Why Asia Should Prepare for Carbon Reporting

The levels of commitment in addressing climate change may vary, but there is a clear trend. For the first time, the United Nations conference in Copenhagen in December 2009 included a global agreement by 132 countries to limit temperature rises to 2 degrees. Subsequently, 79 countries have set emissions reduction targets that will cover 80 percent of global energy-related emissions.

 
However, a complete global consensus is improbable and governments are likely to adopt policies that vary from one country to the next. Senior executives with a mandate spanning in Asia Pacific need to understand where their own organisation stands and where they may be exposed in different jurisdictions.

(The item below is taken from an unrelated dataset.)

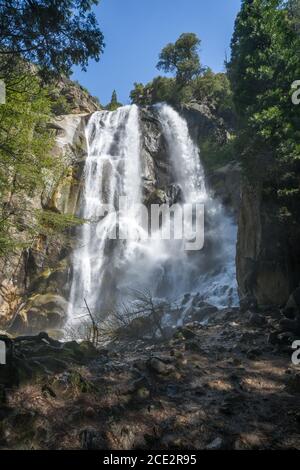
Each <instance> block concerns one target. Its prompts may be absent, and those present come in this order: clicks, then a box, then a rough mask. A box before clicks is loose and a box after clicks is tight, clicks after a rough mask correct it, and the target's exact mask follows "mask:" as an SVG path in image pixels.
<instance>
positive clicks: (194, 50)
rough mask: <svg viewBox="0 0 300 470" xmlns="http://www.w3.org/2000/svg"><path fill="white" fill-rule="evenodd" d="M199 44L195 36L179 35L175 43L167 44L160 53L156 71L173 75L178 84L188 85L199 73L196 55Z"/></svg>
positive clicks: (190, 34)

This is a particular concern in China as many companies are so heavily dependent on manufacturing and international trade.
 
There are a number of potential policy responses including the imposition of carbon emissions reporting requirements, incentives for energy efficient activities, mandatory use and incentives for cleaner fuels, and imposing price signals such as emissions trading schemes and taxes.
 
The financial implications for businesses in Asia Pacific are likely to include legal requirements for reporting carbon emissions and/or energy consumption; carbon price liability from carbon taxes or emissions trading through tax or permit obligations – either directly or in the supply chain; market pressures from low carbon substitutes; trade barriers and border taxes based on carbon intensity; and other new forms of grants, subsidies and tax incentives.
 
China has been a key recipient of foreign investment through the Kyoto Protocol's Clean Development Mechanism (CDM) and has provided a number of supportive measures to encourage clean technologies and emissions reductions.
 
Irrespective of what actions governments undertake, such changes are going to require a level of reporting and assurance on carbon emissions and/or energy use at a company level, and accompanying that, careful management of business impacts.
 
An important first step for the CEO is to identify what carbon emissions reporting measures are mandatory, which measures may become mandatory, and which, although voluntary may also be beneficial to conduct. The most widely used voluntary reporting formats include the Carbon Disclosure Project (CDP) and Sustainability Reporting using the Global Reporting Initiative (GRI).
 
From here, the CEO needs to clearly identify where responsibility lies for the collection and processing of carbon emissions data. In many cases, it lies with an operating executive or environmental officer and sometimes it falls to the CFO. Responsibility may not be clearly defined due to the overlap of this issue across supply chain, production, legal and financial management functions.
 
All this is not difficult, but it needs institutionalising. The first steps are a small investment, compared to the potential opportunities and risks. The CEO also needs to establish accountabilities in their business to understand potential liability and prepare for new opportunities. Regulatory climate change policy impacts on longer term business decisions such as acquisitions, mergers and joint ventures, so it is now an essential responsibility for any successful business leader.